When the annual science fair at my daughter’s school came around last year, we decided it was time to build SAM. SAM, or Serving Assistant Machine, is a waitor on wheels powered by an Arduino microcontroller and a Nvidia Jetson Nano, along with a handful of sensors. A serving tray was attached to the top of the device, with drinks placed upon it; SAM would then peruse the room, detecting faces and offering drinks.
With the Arduino situated at the base, along with the batteries, ultrasonic sensors, wheels and motors, SAM would navigate itself around the room, using its ultrasonic sensors to detect when something was in front of it. Upon detection of an obstacle, the Arduino would stop SAM in his tracks and send a signal to the Jetson Nano, which was located higher up, just below the serving tray. The Nano would then turn on its camera and, using OpenCV, look for a face; if it found one, SAM would audibly ask if the person would like a drink. On top of just detecting faces, the Nano would create a database of faces, and if it encountered a face it had already seen, SAM would adapt its question to indicate so. After a pause, SAM would then turn and start its routine over again.

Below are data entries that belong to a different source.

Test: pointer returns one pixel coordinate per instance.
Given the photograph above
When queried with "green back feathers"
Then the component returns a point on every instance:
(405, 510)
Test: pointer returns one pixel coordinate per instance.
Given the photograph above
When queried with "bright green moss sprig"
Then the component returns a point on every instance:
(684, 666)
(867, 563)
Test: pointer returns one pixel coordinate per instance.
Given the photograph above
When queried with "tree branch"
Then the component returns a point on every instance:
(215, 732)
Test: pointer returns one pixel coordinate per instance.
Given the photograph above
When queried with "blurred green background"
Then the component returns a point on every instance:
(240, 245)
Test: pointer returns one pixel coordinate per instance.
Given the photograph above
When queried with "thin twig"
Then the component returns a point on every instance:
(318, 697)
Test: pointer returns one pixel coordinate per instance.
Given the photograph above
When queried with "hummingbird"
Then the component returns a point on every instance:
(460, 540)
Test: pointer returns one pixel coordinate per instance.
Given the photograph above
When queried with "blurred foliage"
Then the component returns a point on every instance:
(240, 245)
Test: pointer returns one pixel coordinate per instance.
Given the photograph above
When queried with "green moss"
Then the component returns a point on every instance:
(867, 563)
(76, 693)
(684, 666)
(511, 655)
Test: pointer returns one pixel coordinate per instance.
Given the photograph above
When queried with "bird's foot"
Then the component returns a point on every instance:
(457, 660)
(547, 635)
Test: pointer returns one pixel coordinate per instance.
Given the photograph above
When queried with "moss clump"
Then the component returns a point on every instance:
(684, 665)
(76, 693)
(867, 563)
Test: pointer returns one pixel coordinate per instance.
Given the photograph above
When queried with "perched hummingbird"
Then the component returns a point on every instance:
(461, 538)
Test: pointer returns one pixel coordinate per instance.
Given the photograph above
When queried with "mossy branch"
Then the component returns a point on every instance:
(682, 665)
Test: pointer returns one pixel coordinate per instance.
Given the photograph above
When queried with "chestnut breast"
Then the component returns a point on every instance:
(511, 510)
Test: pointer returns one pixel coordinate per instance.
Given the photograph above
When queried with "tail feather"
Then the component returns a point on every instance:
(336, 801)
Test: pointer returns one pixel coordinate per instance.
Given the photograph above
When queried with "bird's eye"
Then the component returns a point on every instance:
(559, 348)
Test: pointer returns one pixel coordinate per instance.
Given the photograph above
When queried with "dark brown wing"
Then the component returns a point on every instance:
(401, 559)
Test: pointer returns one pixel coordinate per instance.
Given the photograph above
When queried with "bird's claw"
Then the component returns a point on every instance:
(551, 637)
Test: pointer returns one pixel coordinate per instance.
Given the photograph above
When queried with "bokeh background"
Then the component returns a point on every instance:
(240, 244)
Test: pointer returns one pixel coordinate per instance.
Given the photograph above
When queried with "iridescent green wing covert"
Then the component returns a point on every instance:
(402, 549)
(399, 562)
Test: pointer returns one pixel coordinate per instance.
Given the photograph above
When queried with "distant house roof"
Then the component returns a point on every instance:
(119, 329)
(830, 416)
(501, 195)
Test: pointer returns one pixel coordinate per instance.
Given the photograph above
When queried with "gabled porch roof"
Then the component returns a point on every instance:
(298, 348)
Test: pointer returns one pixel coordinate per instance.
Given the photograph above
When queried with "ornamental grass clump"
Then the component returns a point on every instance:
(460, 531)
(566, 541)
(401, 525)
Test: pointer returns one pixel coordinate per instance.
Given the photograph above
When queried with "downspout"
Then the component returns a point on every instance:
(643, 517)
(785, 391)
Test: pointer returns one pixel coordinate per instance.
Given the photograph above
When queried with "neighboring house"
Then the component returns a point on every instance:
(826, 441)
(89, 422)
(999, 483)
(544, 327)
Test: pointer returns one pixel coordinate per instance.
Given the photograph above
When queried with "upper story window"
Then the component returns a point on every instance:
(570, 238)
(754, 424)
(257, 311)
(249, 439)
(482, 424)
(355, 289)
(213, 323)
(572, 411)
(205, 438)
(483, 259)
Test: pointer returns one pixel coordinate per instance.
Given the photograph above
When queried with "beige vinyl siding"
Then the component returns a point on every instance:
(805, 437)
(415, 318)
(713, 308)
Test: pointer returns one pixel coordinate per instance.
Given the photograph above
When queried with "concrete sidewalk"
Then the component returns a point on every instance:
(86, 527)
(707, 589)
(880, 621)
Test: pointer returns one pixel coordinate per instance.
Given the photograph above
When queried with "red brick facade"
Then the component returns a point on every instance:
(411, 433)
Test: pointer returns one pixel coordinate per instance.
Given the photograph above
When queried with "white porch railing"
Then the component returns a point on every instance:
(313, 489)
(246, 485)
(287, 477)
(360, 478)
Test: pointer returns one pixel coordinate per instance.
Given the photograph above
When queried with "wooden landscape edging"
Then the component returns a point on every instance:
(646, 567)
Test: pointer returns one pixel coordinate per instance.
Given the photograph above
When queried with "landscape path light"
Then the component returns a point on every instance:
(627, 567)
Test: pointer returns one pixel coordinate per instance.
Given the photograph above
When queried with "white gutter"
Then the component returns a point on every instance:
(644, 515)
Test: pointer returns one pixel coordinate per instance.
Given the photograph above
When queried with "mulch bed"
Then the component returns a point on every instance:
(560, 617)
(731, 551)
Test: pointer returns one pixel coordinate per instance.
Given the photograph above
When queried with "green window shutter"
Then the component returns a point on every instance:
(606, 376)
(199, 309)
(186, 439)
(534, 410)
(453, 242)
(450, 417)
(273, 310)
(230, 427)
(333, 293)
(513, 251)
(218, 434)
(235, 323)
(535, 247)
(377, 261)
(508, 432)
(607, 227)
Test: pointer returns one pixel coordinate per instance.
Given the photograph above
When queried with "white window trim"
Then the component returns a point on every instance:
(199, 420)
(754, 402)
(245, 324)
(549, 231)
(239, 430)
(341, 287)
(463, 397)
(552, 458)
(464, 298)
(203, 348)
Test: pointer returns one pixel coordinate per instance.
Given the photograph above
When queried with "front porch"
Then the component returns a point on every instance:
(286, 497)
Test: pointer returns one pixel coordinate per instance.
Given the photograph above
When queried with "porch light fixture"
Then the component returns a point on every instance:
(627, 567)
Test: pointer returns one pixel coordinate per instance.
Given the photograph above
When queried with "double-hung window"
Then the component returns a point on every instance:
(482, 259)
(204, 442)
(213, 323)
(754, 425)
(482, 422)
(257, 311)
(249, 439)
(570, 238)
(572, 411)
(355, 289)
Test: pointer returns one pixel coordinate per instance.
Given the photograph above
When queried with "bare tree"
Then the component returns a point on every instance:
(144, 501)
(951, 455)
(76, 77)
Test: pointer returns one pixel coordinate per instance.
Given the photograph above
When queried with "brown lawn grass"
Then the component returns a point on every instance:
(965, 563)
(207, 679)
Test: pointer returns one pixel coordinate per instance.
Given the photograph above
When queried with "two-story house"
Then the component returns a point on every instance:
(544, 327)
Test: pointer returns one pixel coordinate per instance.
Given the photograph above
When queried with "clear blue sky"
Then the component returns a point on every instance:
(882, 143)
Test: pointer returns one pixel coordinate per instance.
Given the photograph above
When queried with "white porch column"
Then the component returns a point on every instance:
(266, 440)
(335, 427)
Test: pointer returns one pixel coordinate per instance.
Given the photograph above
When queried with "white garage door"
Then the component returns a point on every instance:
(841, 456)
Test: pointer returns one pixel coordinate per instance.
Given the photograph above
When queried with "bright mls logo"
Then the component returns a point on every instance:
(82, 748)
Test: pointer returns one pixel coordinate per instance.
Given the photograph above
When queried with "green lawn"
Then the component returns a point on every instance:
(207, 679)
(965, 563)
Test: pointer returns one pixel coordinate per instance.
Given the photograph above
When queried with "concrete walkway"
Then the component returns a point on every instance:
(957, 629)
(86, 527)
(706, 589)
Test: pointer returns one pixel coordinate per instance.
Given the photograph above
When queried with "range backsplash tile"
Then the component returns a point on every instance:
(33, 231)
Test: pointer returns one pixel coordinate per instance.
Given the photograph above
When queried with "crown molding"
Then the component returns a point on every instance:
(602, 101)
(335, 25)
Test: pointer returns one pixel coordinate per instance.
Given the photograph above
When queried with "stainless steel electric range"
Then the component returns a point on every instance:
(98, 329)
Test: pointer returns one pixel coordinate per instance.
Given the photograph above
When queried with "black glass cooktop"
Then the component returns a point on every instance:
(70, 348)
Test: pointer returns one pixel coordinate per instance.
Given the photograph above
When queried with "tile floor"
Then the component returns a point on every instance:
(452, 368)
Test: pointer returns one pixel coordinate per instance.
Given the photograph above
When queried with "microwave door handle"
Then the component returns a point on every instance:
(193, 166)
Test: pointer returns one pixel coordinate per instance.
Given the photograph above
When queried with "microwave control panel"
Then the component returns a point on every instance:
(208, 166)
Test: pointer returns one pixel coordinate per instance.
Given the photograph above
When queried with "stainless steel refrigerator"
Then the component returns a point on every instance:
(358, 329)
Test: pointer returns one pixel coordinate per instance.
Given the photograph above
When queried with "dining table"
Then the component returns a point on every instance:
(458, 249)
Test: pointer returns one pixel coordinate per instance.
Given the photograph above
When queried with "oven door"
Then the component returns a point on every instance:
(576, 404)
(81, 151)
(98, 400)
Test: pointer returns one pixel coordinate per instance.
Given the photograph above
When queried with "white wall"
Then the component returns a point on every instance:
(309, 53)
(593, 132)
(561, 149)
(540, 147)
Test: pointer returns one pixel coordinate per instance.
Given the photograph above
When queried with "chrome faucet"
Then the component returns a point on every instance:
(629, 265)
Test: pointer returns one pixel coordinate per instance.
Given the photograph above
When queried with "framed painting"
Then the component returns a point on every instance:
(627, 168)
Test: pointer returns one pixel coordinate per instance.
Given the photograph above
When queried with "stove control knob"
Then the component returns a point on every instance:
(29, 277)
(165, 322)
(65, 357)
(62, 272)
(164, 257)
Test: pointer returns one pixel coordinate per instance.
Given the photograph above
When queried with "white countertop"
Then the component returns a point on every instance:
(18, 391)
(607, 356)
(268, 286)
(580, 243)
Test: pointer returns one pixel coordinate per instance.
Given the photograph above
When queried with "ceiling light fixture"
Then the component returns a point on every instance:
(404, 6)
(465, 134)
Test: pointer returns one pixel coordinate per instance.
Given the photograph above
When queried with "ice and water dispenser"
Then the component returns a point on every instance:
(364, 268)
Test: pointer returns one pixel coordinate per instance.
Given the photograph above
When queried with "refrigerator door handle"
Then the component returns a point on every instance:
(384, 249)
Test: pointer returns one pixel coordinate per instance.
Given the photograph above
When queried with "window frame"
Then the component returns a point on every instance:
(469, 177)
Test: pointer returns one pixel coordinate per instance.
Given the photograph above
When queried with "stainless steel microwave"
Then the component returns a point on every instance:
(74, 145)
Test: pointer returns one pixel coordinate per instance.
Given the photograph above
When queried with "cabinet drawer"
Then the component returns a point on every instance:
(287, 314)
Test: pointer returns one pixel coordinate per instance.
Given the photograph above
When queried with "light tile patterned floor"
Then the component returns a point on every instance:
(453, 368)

This project included designing and 3D printing two different enclosures, one for the lower section that included the Arduino, motors, wheels, multiple batteries, motor controller, and ultrasonic sensors, as well as an extension to hold up the wooden pole that the top half of the machine sits on. At the top, the second enclosure holding the Jetson Nano, webcam, speaker sat below the serving tray.
Coding included C++ for the Arduino section, which basically entailed building a rudimental self-driving vehicle. Python was used for programming the Jetson Nano, with machine learning incorporated to build the model for face detection.